Nie wiem jak sie powinno tzn chodzi mi o przepisy, ale tak jak Ci zrobili jest wg mnie logicznie.  Masz pod reka zamykanie a nie po drugiej stronie. 

A ogólnie to tez problem wymysliłeś , chyba tylko pogratulować wypada.

----------


## tkowalczyk

Dzięki za odpowiedź. Problem jak każdy inny. Wanna wg mnie została źle zamontowana i przy okazji zniszczona. Korek bez względu na to z której strony byłby zamontowany będzie pod ręką. Moim zdaniem nie do końca praktyczne jest takie zamontowanie wanny.. Weź pod uwagę, że korzystają z niej również dzieci, którym przy wchodzeniu do wanny korek może przeszkadzać... a po czasie może nawet się urwać.

----------


## Marcin1978

Ja mam zamontowany korek po stronie sciany pod baterią  i do głowy by mi nie przyszedł inny montaż. Wydaje mi się ze korek po stronie "zewnetrznej" będzie przeszkadzał przy wchodzeniu do wanny itd

----------


## vadiol

Nie ma żadnych norm na sposób montażu korka . Zamontowany przy ścianie nie przeszkadza we wchodzeniu do wanny . Zamontowanie po stronie "zewnętrznej" ,`pozwoli na jego wymianę w razie awarii .

----------


## barto307cc

Wg mnie obowiązkiem ich było zapytanie  jak mają ustawić wannę.U mnie dziś ustawiali wannę,jest asymetryczna,nie było innej opcji ustawienia niż Panowie ustawili a mimo to wcześniej pytali jak ma stać....bo moge mieć np inne wizje niż oni  :wink: )

----------


## Ryska

Bardzo wygodny w użyciu jest korek po przeciwnej stronie niż ściana. Użytkowałam tak zamontowaną wannę przez 8 lat i następna wanna też będzie tak zamontowana. Mam dwoje małych dzieci i niczego nie urwały, pokrętło działało poprawnie. Z myciem zakamarków tego pokrętła nie było większych problemów - moim zdaniem same plusy z tak zamontowanej wanny. 

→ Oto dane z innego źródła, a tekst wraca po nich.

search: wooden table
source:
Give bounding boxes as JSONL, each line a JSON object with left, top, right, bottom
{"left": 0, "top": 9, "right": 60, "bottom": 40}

Ale mimo wszystko fahofcy powinni wcześniej zapytać jak wannę zamontować.

----------


## edmaan

Ja mam wannę firmy Ravak Evolution z jednej strony brzeg jest prosty, a z drugiej jest łuk , odpływ i zamykanie jest po stronie łuku. Wynika z tego , że twoja wanna faktycznie została zamontowana odwrotnie. W moim przypadku jakby nawet było można zamontować ją odwrotnie to zamykanie byłoby bardzo niewygodne , bo wanna ma 103 cm szerokości.

----------